Humans have lots of different uses for grasses: some are grown as crops to eat or feed to animals; some are used as building materials; others are grown to make parks and gardens look nice! Did you know that barley, wheat, oats, bamboo, rice, reeds, maize, millet and sugarcane are all types of grass?

Cereals are very important grasses because they form a main part of the human diet. They are a useful food because they contain vitamins, minerals, oils, fats, carbohydrate and protein. You can find out more about these nutrients in an earlier post I wrote about why you shouldn’t only eat bread.

Talking of bread, if you want to know how it was invented, you might like to check out this website about the history of bread-making.

16 thoughts on “Why does grass grow naturally?

  1. Lydia.H November 23, 2016 / 1:14 am

    I literally had no idea rice was a type of grass. I thought rice was it’s own individual category!


    • kturton December 1, 2016 / 7:34 pm

      I learned a lot about grasses by researching and writing this article.
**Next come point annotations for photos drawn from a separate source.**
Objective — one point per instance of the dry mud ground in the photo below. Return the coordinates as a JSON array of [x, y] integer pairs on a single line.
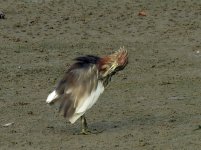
[[153, 104]]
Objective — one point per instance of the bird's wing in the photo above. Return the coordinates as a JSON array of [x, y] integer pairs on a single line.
[[77, 84]]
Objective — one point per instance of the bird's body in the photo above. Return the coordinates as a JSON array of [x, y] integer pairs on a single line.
[[84, 82]]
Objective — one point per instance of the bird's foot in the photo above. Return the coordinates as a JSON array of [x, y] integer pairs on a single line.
[[87, 132]]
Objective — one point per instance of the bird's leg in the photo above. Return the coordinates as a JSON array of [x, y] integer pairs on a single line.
[[84, 126]]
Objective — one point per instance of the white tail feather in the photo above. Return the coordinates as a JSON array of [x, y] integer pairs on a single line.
[[52, 96]]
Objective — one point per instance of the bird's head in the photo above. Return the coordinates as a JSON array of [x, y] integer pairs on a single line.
[[113, 63]]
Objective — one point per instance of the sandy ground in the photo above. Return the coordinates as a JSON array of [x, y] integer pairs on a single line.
[[153, 104]]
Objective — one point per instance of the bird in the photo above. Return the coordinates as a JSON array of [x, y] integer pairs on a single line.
[[84, 82]]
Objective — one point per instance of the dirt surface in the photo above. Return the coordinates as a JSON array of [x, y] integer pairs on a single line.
[[153, 104]]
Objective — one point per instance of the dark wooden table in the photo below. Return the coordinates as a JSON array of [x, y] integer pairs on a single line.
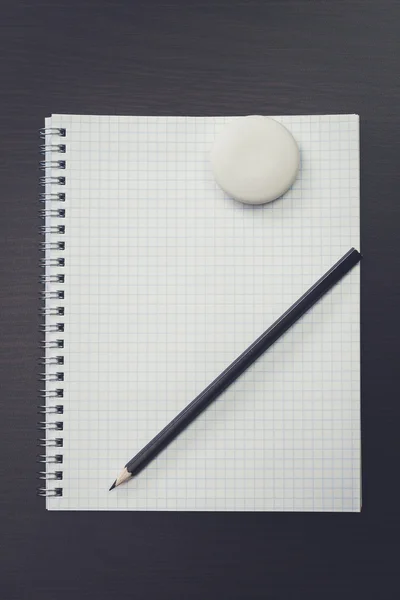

Who knew grasses were so interesting?!

      Liked by 1 person

  2. bingskee November 23, 2016 / 6:49 am

    it was amazing to learn for the first time (from a friend) that rice is a type of grass. 🙂

    this is very informative.


    • kturton December 1, 2016 / 7:35 pm

      I’m glad you enjoyed the post. I enjoyed researching this one 🙂


  3. ispityourvenom November 23, 2016 / 4:03 pm

    Praises to people like you who have taken interest on things that really matter!


    • kturton December 1, 2016 / 7:35 pm

      Thank you for reading the blog. I’m glad you enjoyed this post.


  4. Chikulumas November 24, 2016 / 9:13 am

    Well I’m glad I started this account there is so much to read and such simple and complicated things they all become so natural here with all the writers


    • kturton December 1, 2016 / 7:36 pm

      Thank you for your feedback. I enjoy writing this blog and doing the research to answer the children’s fantastic questions.

      Liked by 1 person

  5. Charlotte Graham November 25, 2016 / 4:32 am

    Great post, reminding me why science is so entertaining to kids 🙂


    • kturton December 1, 2016 / 7:37 pm

      Thank you! I’m glad you enjoyed the post. It was a lot of fun to write. The children are a great source of inspiration and a reminder of why I became interested in science.


  6. Rownak C November 25, 2016 / 2:20 pm

    Haha, this was so weirdly informative!!


    • kturton December 1, 2016 / 7:38 pm

      Thank you, I’m glad you enjoyed it!


  7. notfaulkner November 27, 2016 / 3:35 am

    IS Antarctic Hair Grass a species of grass? Also, this was a weirdly awesome read! Didn’t think grass could be so fascinating!